Motorway roadworks speed limit to be raised in England
Speed limits through most roadworks on England's motorways will be raised to increase traffic flow and ease driver "frustrations".
Highways England says raising the limit to 60mph from the usual 50mph comes after "extensive research and trials".
The AA welcomed the move, saying it would reduce journey times and help reduce tailgating by motorists.
Previously, unions have said increasing speeds through roadworks will put the safety of workers at risk.
Limits will not necessarily be increased at every set of roadworks.
Depending on the road layout and the work being done, 40mph and 50mph restrictions will continue to be used in places.
Government-owned Highways England has tested increased speeds, including through roadworks between junctions 13 and 16 of the M1.
It found the journey time for the 24-mile route was reduced by an average of 68 seconds.
Chief executive Jim O'Sullivan said: "Road users understand that roadworks are necessary, but they are frustrated by them, so testing 60mph has been about challenging the norm while ensuring the safety of our people working out there and those using our roads.
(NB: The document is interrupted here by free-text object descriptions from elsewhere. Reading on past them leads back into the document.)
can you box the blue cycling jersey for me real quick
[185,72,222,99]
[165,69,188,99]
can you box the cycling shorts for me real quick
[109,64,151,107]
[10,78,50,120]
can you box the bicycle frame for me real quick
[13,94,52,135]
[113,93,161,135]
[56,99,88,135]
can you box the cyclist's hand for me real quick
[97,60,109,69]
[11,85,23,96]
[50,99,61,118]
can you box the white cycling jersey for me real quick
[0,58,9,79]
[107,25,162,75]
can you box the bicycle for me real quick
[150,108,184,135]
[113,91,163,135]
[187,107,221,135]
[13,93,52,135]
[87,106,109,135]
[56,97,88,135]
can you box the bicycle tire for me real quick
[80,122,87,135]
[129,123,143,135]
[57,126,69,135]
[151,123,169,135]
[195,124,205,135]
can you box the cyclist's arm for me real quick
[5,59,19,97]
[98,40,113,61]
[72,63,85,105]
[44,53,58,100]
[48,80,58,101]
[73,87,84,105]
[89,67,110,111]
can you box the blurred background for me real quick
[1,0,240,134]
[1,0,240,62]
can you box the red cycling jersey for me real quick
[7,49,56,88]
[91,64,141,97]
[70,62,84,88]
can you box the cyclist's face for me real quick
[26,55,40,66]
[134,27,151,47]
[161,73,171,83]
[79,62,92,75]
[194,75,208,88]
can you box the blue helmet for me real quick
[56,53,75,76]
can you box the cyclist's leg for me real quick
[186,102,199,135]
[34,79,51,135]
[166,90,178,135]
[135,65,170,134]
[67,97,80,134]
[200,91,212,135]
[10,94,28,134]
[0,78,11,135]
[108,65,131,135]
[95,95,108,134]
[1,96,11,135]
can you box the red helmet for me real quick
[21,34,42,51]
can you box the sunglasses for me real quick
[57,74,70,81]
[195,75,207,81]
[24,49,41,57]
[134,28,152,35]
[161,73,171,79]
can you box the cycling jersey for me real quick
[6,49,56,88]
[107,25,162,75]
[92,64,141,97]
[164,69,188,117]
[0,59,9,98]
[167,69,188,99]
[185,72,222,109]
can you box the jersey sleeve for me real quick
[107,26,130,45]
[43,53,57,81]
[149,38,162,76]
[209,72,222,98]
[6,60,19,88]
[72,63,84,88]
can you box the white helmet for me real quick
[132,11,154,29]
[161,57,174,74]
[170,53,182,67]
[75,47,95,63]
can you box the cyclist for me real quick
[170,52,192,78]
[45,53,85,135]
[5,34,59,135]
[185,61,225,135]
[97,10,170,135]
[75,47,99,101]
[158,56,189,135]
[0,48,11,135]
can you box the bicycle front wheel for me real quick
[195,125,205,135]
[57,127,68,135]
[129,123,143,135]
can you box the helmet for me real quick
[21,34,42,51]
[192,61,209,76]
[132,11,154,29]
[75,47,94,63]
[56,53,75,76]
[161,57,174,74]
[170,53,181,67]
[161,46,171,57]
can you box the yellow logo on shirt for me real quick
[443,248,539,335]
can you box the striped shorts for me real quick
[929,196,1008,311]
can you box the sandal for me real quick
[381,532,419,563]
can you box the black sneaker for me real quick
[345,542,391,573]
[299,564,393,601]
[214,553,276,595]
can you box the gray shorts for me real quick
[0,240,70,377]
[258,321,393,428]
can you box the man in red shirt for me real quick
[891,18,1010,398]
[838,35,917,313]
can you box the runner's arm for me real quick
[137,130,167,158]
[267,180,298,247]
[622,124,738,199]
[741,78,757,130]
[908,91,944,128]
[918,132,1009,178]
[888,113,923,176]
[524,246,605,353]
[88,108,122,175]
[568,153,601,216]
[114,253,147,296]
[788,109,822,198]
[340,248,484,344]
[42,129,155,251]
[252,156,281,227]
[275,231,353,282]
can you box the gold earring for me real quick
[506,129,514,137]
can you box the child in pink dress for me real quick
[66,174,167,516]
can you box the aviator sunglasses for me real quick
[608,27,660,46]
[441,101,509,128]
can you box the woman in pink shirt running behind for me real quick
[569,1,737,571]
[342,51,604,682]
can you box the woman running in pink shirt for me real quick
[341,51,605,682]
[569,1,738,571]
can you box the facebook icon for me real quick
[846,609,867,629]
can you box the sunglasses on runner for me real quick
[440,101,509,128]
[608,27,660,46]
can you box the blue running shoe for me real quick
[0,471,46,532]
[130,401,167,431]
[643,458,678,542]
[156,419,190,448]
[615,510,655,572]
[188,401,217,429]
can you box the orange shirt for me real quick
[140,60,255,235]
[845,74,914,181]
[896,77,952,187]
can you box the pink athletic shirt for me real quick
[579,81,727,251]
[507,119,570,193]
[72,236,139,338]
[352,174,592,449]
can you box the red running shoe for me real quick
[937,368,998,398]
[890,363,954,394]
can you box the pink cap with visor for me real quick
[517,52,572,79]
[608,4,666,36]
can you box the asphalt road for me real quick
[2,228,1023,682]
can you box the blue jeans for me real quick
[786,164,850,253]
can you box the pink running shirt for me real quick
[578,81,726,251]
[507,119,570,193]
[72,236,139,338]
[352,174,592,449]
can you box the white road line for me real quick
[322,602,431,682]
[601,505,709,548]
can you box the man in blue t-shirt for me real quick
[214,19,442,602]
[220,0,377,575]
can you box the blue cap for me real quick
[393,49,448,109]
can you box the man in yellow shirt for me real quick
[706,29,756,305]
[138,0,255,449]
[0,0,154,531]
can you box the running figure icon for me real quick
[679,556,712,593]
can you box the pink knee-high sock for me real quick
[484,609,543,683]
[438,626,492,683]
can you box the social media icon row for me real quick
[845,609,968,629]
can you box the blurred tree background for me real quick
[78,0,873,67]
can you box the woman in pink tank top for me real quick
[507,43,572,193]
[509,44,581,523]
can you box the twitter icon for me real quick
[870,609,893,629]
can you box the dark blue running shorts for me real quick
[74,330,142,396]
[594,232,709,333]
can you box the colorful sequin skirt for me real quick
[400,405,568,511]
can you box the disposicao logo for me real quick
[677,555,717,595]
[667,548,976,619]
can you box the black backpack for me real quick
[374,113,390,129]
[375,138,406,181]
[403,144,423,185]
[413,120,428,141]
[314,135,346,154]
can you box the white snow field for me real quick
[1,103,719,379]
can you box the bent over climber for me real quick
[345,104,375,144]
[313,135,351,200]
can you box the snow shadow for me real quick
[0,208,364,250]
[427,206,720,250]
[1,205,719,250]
"We have a huge programme of work planned, so being able to use 60mph where safe will continue to improve everybody's experience of our roads."
AA president Edmund King claimed driving at 60mph "is often safer than driving at 50mph".
He said: "Sticking at 50mph often leads to other drivers tailgating in order to try to force vehicles to pull over.
"Plus we have very long stretches of roadworks such as the 32 miles being converted to smart motorway on the M4 between junctions 3 and 12, where 60mph would seem much more appropriate."
The 10mph increase was suggested in 2017. At the time, the Unite union said: "Sadly, in recent years there have been several deaths of motorway workers and these changes will make their work even more dangerous.
"Already motorists frequently drive into coned-off areas. At increased speeds, it will make such potentially lethal accidents even more common."